After coming off the high of running a marathon the first thing many runners tend to do is look to what their is or should be. I’ve certainly done that often, signing up for a fall marathon less than one week after running my spring marathon on more than one occasion.

This year is different for me. I’m not looking toward what my next goal is. I have a more important issue to look forward to right now, the arrival of a new baby within the next month. I will get back to running before that happens but it will just be running to stay active and running home from work in the evenings because I can. 

I will also get around to getting the Chariot out and take my 3 year for some runs. I haven’t taken her out yet this year, partly due to the cooler weather we had been experiencing here before the recent heat wave that affected Race Weekend. I need to make a point of getting out for more adventures with her before she gets too heavy to run with like her older sister. 

Beyond that I am not sure what I will get up to in terms of running over the summer. If I do end up doing any races they will likely end up being last minute decisions. I guess if you can I have a goal for the next little while it really is just to keep active and stay in shape so I continue my annual gig as a pace bunny in the Army Run half-marathon. 

Race Report: Ottawa Marathon 2016

Yesterday was my 8th consecutive Ottawa Marathon and 14th marathon overall. Initially my plan for it was to try and beat my time from November and in the process improve my Boston qualifying time. Once it became apparent that we were in for a hot and humid weekend I changed that plan and decided just to run based on how I felt.

After watching my daughters run the 2 km with their grandparents Saturday afternoon I went home and made my usual pasta meal for dinner. I managed to get to sleep early and was ready for my 3:30 wake up call for a breakfast consisting of orange juice, oatmeal, a banana and a bagel. Finally, I ate a handful of raisins before I headed out the door to top off my glycogen stores.

Since I live close to the start line (2km) I opted for an easy run down there to serve as a warm up. It was already 18C (64F) before the start although there was a cool breeze to help. I decided to start out at a 3:15 marathon pace (4:35/km) and adjust accordingly if needed.

Figuring it wouldn’t be long before I started to feel the heat and humidity I settled into a routine of dumping a cup of water over my head at every water station and made sure to run under every misting station set up along the course.

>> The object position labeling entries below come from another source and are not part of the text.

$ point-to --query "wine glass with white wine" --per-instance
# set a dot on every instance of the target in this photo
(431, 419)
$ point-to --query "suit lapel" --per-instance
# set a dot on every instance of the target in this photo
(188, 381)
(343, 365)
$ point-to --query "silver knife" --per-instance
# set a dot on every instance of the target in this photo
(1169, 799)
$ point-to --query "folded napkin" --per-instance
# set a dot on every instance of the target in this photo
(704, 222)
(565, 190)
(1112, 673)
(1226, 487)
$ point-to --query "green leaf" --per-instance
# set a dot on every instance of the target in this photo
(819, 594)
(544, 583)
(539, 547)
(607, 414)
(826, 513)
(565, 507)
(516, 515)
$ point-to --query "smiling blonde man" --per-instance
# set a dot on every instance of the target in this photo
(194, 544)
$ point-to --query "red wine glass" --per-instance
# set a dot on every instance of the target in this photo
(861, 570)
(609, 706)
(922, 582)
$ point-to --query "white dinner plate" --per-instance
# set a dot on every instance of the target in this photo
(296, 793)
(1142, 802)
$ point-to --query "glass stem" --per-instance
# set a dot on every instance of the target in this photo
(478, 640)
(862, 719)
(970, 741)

I figured it was best to get started on making sure I took efforts to stay cool before it was too late.

In response to requests from the organizers many residents living along the course also set up sprinklers and hoses to provided more relief for runners. The crowds supporting marathoners are usually strong  along most of the course but this year the support seemed even stronger than usual. As mentioned people had sprinklers set up all along the course, there were several locations where people were handing out freezies and there were even a couple of locations in between water stations where people were handing out bottled water.

My 4:35 pace felt fine through the first half but as I passed that point I knew I was going to start losing time due to a combination of a stomach cramp and the heat. By the time I hit 25 km I was now on pace for a 3:23 finish. From that point on my goal was to maintain a steady pace to get myself back to the finish line. My right calf also felt tight at times throughout the second half. I expected to have to deal with a cramp at some point but was fortunate to avoid that.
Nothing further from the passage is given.